One year in recovery, I’m being made new.

My faith in God is literally what has kept me moving forward in this process. If I didn’t have God leading the way, this past year would have been tragic because I’d either be fighting for my life in a hospital or dead.

In the months preceding my rehabilitation I had asked God to take me on a journey to the high places where I could be one with Him; I wanted Him to make me new so I could experience the joy and freedom of this nebulous, curious, unseen thing called “His Kingdom.”

He said to me in response to my request (which I heard whispered to my heart), “I am going to heal you.” Somehow in all the arduousness of refeeding I knew without a doubt that my misery was part of the healing… the cleaning out of the old. Every meal and snack became a sacrifice; the kitchen table was my altar. While I experienced the harshness of the journey, God made himself (His voice and presence) equally evident:

  1. I’ve had crystal clear revelations of lies I had believed about my value and worth.
  2. I’ve learned the truth about food.
  3. I’ve had humbling epiphanies about my own stereotypes regarding “fat” and “skinny” people.
  4. I’ve become enlightened about the wonder of the human body, which works really hard to take care of us when we’re abusing ourselves.
  5. I’ve learned about the power of intuition and intuitive eating.
  6. I’ve been given a children’s book to write.
  7. I’ve discovered the joy found in the kitchen.
  8. I’ve experienced “coincidences” that I attribute to God supernaturally pulling up a seat at the table. (Remind me to tell you about the time I had a literal panic attack over spinach salad during meal therapy.)
  9. I’ve gained understanding that the deeper disease I’m battling is perfectionism.

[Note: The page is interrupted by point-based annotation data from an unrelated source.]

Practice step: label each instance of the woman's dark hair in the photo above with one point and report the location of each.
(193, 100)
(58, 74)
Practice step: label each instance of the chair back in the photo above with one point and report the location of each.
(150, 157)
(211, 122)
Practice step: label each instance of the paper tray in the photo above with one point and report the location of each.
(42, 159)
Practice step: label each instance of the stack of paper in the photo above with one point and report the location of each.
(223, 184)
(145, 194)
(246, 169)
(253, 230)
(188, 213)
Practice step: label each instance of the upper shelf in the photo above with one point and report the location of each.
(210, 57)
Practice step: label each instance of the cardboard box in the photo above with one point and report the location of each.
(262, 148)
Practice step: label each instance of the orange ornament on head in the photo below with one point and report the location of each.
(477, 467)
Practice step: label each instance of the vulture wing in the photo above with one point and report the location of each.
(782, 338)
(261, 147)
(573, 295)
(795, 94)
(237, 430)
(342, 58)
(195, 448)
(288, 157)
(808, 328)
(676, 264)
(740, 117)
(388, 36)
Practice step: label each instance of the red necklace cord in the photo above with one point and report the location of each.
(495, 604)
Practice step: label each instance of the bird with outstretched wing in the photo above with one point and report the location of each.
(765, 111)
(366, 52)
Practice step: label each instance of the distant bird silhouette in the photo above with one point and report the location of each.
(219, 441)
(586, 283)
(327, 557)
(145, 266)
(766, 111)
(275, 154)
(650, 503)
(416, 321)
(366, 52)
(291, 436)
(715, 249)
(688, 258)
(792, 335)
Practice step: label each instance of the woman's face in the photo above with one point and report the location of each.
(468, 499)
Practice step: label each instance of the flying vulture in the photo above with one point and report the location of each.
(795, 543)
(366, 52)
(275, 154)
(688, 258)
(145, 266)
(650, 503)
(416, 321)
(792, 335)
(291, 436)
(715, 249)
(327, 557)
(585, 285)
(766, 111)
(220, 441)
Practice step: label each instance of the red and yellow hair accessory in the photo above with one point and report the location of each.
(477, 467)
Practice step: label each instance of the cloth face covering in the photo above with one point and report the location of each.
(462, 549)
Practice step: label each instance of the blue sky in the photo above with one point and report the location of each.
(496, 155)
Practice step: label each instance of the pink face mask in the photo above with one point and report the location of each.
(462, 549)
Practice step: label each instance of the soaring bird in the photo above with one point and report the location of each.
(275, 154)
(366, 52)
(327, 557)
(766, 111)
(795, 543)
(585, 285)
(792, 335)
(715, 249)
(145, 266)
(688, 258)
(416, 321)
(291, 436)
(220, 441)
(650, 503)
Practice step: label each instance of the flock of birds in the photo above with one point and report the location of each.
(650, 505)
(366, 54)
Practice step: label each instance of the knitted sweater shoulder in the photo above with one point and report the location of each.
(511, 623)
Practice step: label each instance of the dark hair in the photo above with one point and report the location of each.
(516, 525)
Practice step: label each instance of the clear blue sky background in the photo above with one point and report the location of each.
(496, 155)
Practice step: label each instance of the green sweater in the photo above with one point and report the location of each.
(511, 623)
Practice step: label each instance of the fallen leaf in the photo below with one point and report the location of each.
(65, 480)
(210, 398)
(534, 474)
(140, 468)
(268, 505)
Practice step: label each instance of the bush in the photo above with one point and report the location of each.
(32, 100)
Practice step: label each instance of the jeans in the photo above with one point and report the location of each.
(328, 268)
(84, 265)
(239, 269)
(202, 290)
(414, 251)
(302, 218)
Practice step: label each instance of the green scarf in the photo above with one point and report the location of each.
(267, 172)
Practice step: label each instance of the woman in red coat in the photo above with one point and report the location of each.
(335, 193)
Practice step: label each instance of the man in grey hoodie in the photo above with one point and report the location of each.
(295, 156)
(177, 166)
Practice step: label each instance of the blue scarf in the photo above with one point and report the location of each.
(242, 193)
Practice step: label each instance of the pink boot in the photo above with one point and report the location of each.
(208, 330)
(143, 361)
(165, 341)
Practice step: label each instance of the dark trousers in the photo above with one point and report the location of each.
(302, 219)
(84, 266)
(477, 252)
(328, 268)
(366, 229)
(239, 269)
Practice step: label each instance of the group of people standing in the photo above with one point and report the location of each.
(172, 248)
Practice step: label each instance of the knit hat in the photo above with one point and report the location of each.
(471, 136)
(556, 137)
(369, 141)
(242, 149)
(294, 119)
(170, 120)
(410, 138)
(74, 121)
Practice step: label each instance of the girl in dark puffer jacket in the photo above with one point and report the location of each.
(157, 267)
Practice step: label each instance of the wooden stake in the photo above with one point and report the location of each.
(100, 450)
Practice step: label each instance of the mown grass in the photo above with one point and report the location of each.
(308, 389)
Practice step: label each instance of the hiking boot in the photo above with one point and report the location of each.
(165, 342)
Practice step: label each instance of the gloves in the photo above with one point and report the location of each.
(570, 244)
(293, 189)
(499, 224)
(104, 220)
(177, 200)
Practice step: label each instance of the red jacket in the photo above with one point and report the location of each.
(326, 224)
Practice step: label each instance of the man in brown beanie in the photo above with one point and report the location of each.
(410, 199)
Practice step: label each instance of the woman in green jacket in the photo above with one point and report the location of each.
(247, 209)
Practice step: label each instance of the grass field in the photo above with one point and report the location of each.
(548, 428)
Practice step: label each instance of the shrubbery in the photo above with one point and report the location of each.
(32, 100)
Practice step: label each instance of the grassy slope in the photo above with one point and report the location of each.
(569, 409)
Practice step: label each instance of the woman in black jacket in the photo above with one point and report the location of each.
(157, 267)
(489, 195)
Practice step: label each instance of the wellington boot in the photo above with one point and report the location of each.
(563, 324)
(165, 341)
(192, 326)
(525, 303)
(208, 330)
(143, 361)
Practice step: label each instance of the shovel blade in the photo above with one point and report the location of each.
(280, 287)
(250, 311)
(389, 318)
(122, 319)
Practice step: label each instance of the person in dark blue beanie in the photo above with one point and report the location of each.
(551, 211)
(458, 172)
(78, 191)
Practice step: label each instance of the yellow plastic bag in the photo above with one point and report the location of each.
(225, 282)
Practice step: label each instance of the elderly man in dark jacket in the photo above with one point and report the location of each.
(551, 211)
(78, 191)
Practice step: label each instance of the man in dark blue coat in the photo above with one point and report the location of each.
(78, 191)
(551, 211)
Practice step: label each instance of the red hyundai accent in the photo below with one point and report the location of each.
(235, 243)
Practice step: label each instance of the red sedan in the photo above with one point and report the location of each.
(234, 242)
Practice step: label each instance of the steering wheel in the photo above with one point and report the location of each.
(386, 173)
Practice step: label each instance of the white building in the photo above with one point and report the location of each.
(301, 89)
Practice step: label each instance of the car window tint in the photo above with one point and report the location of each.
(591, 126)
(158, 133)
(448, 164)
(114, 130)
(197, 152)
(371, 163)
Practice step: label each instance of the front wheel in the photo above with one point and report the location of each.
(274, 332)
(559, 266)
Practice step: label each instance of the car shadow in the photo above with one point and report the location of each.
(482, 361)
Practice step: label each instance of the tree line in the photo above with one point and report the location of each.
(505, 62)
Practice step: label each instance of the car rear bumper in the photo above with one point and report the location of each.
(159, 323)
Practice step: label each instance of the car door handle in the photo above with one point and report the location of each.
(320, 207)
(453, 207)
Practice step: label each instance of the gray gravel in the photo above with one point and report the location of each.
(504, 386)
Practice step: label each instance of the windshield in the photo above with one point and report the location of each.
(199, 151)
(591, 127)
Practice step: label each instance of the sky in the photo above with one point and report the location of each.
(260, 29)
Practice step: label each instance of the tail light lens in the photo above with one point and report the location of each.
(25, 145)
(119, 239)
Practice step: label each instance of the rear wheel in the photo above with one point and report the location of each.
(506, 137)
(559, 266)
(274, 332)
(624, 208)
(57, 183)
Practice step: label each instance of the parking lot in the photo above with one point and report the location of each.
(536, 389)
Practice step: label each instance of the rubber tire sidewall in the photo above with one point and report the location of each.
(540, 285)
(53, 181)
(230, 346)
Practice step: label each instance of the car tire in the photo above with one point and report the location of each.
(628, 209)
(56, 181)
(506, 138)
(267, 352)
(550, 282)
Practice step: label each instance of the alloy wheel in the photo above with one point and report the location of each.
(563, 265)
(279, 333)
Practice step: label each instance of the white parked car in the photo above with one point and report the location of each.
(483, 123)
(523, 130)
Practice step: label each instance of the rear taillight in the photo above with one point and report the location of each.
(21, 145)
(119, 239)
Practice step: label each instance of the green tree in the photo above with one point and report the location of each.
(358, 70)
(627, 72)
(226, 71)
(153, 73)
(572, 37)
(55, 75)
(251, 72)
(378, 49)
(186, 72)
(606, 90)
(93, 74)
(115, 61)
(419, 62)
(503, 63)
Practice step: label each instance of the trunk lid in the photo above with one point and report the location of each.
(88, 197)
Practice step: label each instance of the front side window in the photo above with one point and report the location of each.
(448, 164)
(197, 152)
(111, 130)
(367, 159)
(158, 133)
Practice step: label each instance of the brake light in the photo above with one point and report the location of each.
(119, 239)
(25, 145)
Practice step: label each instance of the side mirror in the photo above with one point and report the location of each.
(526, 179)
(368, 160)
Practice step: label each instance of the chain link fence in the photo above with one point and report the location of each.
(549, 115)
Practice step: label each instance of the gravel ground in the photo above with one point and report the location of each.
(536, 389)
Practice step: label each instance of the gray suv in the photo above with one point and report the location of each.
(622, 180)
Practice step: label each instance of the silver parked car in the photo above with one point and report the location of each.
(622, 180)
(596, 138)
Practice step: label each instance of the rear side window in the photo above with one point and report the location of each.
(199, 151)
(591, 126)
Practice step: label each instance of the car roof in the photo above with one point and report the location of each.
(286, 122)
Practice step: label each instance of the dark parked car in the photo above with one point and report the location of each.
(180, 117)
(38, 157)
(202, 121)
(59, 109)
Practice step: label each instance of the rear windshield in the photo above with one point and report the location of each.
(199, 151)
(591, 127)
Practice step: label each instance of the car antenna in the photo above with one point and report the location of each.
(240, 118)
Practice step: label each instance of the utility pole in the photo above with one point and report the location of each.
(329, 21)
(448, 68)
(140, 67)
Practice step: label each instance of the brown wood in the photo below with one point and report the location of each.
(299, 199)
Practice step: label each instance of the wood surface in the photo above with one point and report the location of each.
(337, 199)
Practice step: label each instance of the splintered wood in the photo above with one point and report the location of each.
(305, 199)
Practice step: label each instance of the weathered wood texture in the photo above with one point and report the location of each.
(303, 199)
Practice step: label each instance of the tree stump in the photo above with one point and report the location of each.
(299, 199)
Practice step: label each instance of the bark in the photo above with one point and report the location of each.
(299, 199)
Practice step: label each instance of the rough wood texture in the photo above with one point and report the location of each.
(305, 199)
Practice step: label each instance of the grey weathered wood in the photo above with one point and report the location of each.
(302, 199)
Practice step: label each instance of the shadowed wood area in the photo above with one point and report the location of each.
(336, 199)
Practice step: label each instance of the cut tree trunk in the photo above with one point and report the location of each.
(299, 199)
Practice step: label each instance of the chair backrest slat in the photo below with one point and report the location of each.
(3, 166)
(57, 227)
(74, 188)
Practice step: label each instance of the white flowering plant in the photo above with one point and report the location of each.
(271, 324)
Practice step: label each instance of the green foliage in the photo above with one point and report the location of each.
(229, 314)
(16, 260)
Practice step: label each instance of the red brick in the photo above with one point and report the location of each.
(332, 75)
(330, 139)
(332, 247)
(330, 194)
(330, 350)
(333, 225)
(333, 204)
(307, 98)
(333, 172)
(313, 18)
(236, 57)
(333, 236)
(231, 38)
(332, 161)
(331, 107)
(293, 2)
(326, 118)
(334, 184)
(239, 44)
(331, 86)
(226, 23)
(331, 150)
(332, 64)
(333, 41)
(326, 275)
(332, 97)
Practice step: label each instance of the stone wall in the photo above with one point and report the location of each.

Friends, my mental faculties could not think or experience these things on their own. Only God could reveal them to me in a way I could understand. Through prayer and seeking, I constantly reach for God’s hand; in return He grabs hold and speaks to me. I know it sounds hooey for those of you who don’t believe in God or who are skeptical, but I promise you it’s true. If you seek Him and are willing to hear Him, you will find Him… standing by your side, right now.


God’s presence in the first three months of rehab proved to me His faithfulness and promise to stick with me through the entire healing process. This last year has been really hard, but I have experienced deep healing because of God. My physical body is 100% recovered. My mental and emotional health are relatively strong; however, I don’t take it for granted because some days are not good.

Anorexia recovery is like having arthritis. I have stretches of time where I’m good… no eating disorder thoughts and behaviors. Then for whatever reason (usually there is a reason), I have a flareup where the disease takes hold and I fumble. I have to take special care of myself, consciously making the choice to eat and eat enough; checking in on my intentions to exercise; allowing myself to rest in the trench of pain rather than doing something harmful to escape.

I confess that I’m currently in a flareup. October brought a flood of truth regarding the abuse in my background, which I cannot write about right now. While I feel icky and depressed and my auto-response is to starve, my spiritual intuition knows that God is about to bring me into even deeper healing. So, I pray today the exact same prayer I said one year ago on this day… May the Lord give me humility to endure what’s to come, and may He align my will with His so His will is done.

4 thoughts on “Anorexia Recovery: 1 year

  1. theravensdesk127

    So blessed by you, by your journey and willingness to share your beautiful heart. You are transparent and bold, and I am so encouraged and humbled by your wisdom that you demonstrate through your life and words.

    Thank you for all of your hard work, and for helping me in my own recovery process. It’s hard to write this without crying. I see you and I just see God’s reflection, his fingerprints on every facet of your being. You are fearfully, wonderfully crafted. I love you.